Souviens-toi de Sarah de Page Comann

« Je suis ici, blottie entre ces phrases, au milieu de mes fragiles victoires et de mes nombreux chagrins. Ceux de la violence des hommes et de leurs désirs carnassiers. Ceux de mes mauvaises rencontres et de mon inconscience. J’ai osé me réchauffer à des feux qui n’étaient que les brasiers du diable, et j’ai brûlé vive. Toute mon histoire est là, dans ces pages à l’écriture trop appliquée, dans ce récit qui pourrait paraître mensonger. »

Résumé éditeur :

Diane, éditrice chez Sandwood Publishing à Londres, reçoit un manuscrit anonyme. Une jeune adolescente, Sarah, y confie sa vie de misère dans les années sombres de l’Angleterre des années 60. Elle y avoue aussi les crimes qu’elle a dû commettre pour échapper à son destin. Vraie confession ou habile fiction d’un écrivain contemporain ?

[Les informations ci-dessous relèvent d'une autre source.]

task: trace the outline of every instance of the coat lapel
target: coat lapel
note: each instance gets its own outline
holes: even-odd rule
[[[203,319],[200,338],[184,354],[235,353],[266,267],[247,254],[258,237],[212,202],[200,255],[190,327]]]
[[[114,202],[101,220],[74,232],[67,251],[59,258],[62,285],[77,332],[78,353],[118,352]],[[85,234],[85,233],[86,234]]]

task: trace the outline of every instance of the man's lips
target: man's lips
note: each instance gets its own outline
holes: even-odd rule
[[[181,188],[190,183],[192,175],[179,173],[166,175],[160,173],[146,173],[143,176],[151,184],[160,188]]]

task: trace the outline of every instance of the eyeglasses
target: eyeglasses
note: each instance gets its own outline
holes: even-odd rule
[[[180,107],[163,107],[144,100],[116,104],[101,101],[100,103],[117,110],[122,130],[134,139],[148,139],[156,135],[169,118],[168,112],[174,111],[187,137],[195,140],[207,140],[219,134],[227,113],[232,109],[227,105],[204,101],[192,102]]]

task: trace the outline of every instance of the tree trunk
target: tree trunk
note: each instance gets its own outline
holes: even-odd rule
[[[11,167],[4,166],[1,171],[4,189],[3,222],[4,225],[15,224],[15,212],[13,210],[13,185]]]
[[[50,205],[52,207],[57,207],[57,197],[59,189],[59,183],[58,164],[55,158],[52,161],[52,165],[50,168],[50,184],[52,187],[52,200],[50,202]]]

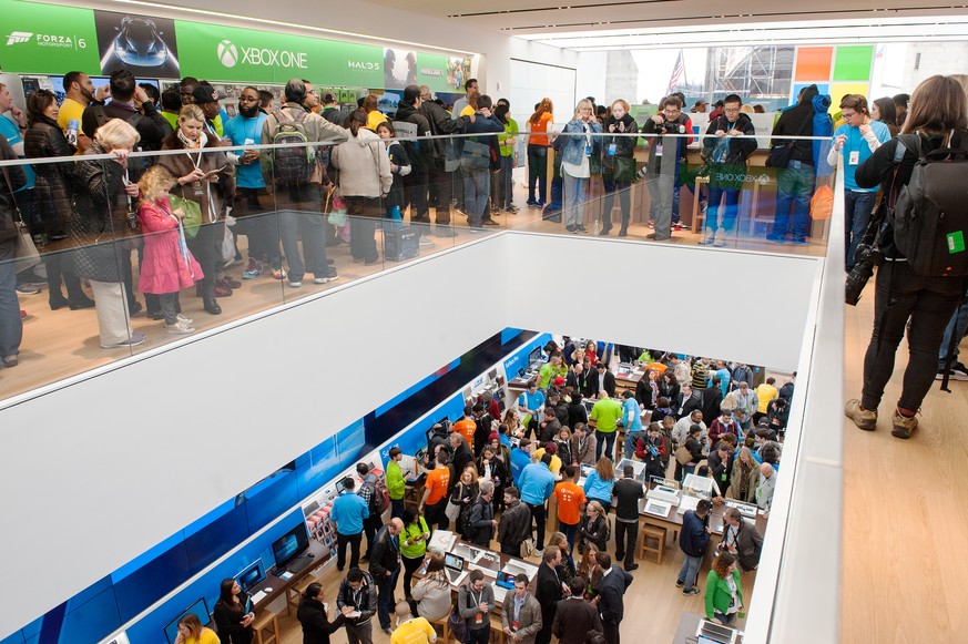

Bouleversée par ce manuscrit, Diane cherche à en retrouver l’auteur et part sur les lieux où Sarah dit avoir vécu et souffert. Dans sa quête de vérité, elle traverse les paysages époustouflants d’Irlande et d’Écosse.

Mais ce qui commence comme une enquête littéraire vire à l’horreur. En ouvrant le journal de Sarah, Diane a poussé la porte de l’enfer… c’était hier et rien n’est effacé. Aujourd’hui encore, des forces obscures manœuvrent dans l’ombre pour dissimuler leurs crimes.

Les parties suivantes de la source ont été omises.